You are leaning way too hard on point estimates of R0. The way people estimate R0 is noisy, and the error bars on these estimates are significant. It's fairly pointless to take any two papers and compare the values as if they're precise.
This literature review has estimates of R0 for flu running from 1.06-3.4, and rhinovirus running from 1.2-1.83:
In the particular conditions we created in 2020, the Rhinovirus was better able to spread than the Flu. Why?
Because people were on the lookout for fever (and other things like continuous cough etc). Flu causes fever, and anyone who got a fever and was sensibly-minded would self isolate at least for a few days until they got test results or until symptoms abated. Whereas Rhinovirus is much less likely to cause a fever, so people twig that they've 'just got a cold' and carry on going about their day.

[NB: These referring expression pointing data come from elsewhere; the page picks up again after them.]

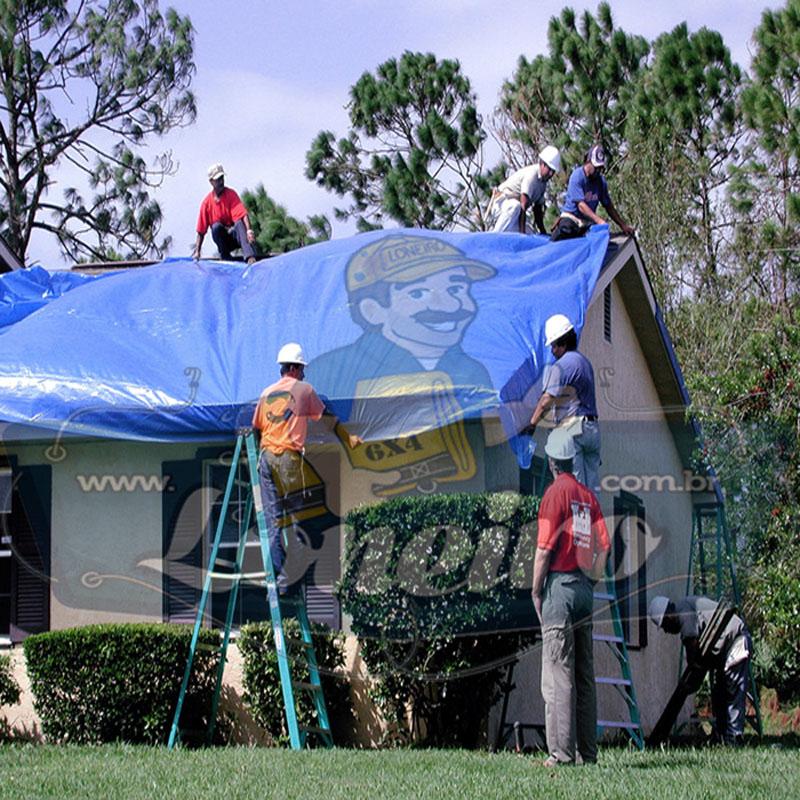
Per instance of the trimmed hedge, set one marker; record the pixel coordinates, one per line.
(438, 589)
(9, 690)
(262, 686)
(106, 683)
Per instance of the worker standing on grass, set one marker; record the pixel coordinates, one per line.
(223, 211)
(586, 189)
(569, 391)
(729, 657)
(571, 551)
(522, 189)
(282, 415)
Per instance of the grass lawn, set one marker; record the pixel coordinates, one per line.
(118, 771)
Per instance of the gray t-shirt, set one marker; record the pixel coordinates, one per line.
(694, 614)
(571, 381)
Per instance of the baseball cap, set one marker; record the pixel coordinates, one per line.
(405, 258)
(596, 155)
(215, 171)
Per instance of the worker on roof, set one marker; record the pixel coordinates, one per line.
(223, 211)
(572, 547)
(729, 657)
(281, 416)
(522, 189)
(569, 392)
(586, 189)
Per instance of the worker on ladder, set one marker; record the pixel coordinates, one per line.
(521, 190)
(571, 552)
(281, 416)
(729, 657)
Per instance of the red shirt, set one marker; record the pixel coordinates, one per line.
(282, 414)
(227, 209)
(571, 525)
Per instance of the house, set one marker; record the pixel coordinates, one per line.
(118, 446)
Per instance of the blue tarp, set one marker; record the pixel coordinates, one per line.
(406, 331)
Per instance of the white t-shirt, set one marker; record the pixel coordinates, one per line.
(524, 181)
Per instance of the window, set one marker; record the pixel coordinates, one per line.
(251, 603)
(24, 550)
(630, 567)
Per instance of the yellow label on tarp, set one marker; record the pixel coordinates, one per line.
(430, 444)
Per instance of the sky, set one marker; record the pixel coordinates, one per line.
(271, 74)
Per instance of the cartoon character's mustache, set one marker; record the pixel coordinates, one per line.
(428, 317)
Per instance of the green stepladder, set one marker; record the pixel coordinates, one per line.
(295, 655)
(622, 682)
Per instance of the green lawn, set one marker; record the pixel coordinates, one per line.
(110, 772)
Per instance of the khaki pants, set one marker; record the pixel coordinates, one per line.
(568, 685)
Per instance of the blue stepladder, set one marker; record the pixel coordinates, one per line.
(296, 656)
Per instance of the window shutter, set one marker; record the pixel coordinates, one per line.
(30, 532)
(183, 526)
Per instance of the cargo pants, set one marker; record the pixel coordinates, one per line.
(568, 685)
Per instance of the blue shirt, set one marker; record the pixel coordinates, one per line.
(571, 381)
(591, 191)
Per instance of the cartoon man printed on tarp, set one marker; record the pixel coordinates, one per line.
(406, 384)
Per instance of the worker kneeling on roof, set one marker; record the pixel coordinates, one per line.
(522, 189)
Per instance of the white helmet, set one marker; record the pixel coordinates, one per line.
(560, 445)
(292, 353)
(555, 327)
(658, 608)
(551, 157)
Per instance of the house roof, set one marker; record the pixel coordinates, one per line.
(624, 263)
(177, 327)
(181, 349)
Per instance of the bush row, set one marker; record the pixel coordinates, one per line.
(105, 683)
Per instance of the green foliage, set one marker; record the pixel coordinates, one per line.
(413, 147)
(9, 689)
(262, 686)
(579, 93)
(125, 70)
(766, 187)
(688, 102)
(105, 683)
(276, 230)
(750, 409)
(437, 588)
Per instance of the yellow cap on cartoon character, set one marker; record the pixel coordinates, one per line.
(405, 258)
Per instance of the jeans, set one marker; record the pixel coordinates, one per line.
(228, 239)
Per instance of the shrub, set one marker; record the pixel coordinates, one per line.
(9, 690)
(105, 683)
(262, 686)
(438, 589)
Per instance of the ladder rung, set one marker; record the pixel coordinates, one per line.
(605, 723)
(305, 686)
(314, 729)
(232, 576)
(614, 681)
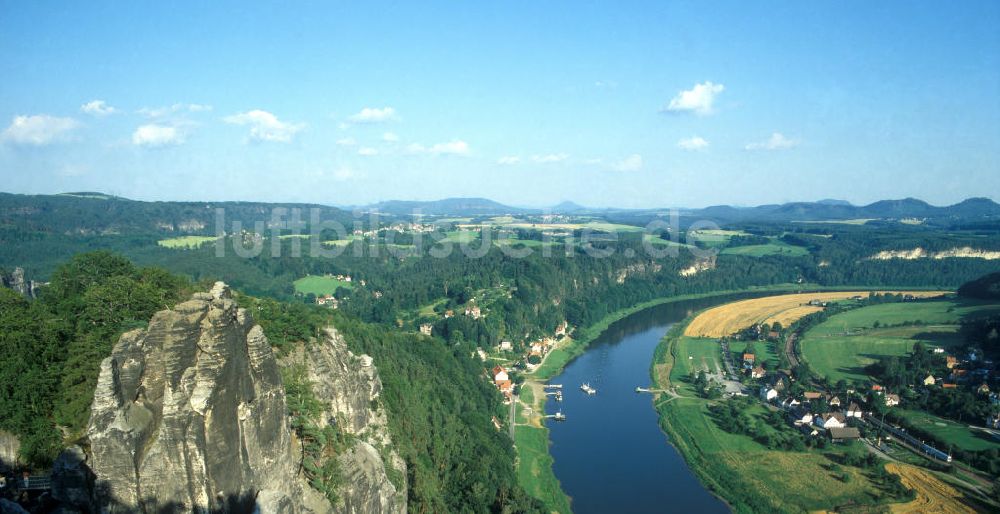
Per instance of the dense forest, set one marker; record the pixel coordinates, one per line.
(440, 409)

Especially for schoolkids - if they've got a fever, they're kept at home. If they've just got a snotty nose then they're likely to still go to school.
So Rhiniovirus was able to fly under the radar whereas Flu wasn't.
Could be. Covid is certainly more flu-like than rhinovirus-like. Kids were also not in school, and kids are historically a big spreader of influenza.
I generally think people look for "fancy" explanations for the trends, when simpler explanations (i.e. people weren't going to the doctor) work just as well.
This literature review has estimates of R0 for flu running from 1.06-3.4, and rhinovirus running from 1.2-1.83:
https://www.medrxiv.org/content/10.1101/2020.02.04.20020404v...
Given the uncertainties involved, these ranges are effectively identical, with flu maybe being a bit more contagious.